How an Installation Floater Works
These two scenarios described above, of course, could prove quite costly. Sure, you bought the materials from the supplier for your client. However, the materials were in your care when they were damaged. As a result, replacing the materials is your responsibility—not the responsibility of the purchaser.
It would be in this dire moment that installation floater coverage would come into play. This type of insurance can substantially cover any materials that a contractor would use for a job or installation. With the right policy, that coverage would begin the moment you purchased the materials from your supplier and took responsibility for them. The coverage would hold until 1) you had installed the materials in the home of the purchaser and 2) the customer had reviewed the work and accepted it as satisfactory.
At that moment, the materials (the cabinets) or whatever they were used to build (a hardwood floor) would become the responsibility of the client. The contractor would have no remaining liability for the materials as they would belong to the customer. As such, the client would be responsible for replacements or repairs in case of further damage, not the contractor. The installation floater would no longer be necessary because you will have fulfilled the installation contract.
Installation floater coverage is essential for contractors because of how often they deal with materials or assets that can suffer damage before they are officially the property of the client. Virtually anything set to be installed or built as part of a home improvement job can be damaged in transit or at some other point in the process.
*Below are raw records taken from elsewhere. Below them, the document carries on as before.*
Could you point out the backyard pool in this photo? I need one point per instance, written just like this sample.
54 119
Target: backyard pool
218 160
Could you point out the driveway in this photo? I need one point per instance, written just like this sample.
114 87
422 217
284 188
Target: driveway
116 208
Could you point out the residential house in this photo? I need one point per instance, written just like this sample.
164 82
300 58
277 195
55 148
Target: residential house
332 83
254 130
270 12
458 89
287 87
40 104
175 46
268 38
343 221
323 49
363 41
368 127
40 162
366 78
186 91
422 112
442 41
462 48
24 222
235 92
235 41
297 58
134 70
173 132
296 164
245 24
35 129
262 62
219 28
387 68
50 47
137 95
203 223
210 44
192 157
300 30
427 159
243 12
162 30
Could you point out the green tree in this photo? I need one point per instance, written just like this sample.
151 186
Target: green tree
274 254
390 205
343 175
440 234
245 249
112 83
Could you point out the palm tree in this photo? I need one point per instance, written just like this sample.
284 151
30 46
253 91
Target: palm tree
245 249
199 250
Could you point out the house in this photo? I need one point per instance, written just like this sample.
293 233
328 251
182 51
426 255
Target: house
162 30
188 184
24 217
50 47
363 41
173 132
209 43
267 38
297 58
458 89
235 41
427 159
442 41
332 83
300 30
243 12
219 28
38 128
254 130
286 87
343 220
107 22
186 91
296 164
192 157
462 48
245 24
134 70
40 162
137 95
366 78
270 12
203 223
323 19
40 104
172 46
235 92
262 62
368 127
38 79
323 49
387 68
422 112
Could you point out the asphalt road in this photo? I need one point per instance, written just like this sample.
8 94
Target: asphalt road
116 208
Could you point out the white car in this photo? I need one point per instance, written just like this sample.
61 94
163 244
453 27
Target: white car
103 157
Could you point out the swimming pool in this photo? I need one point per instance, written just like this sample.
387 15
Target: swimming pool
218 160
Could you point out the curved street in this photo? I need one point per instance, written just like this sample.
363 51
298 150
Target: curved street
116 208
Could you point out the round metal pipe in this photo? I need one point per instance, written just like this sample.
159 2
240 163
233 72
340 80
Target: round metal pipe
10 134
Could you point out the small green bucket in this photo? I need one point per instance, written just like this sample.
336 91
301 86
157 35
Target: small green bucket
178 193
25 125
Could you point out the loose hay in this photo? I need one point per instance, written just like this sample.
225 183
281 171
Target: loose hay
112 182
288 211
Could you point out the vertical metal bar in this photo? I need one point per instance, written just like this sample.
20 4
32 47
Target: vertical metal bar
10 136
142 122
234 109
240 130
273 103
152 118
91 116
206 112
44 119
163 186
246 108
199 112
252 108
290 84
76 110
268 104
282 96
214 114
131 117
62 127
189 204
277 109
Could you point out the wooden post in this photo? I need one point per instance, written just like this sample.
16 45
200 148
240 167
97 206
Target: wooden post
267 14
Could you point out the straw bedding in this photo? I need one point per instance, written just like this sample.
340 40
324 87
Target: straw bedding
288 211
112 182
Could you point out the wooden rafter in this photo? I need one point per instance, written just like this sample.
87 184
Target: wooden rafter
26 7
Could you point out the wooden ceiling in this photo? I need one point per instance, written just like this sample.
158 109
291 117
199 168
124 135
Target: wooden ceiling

Windows or glass shower doors can break; cans of paint can spill; granite countertops can crack; carpets can be soaked and rendered worthless by heavy rain. All of these possibilities represent possible materials costs that can cut into a contractor’s expenses and hurt their profit margins.
With an installation floater in place, the contractor would not have to pay full replacement costs on any of the items mentioned above. Instead, the insurance policy would cover the costs, and the contractor would only have to pay any deductibles. As a result, having an installation floater could help a contractor salvage an entire job and save their profits.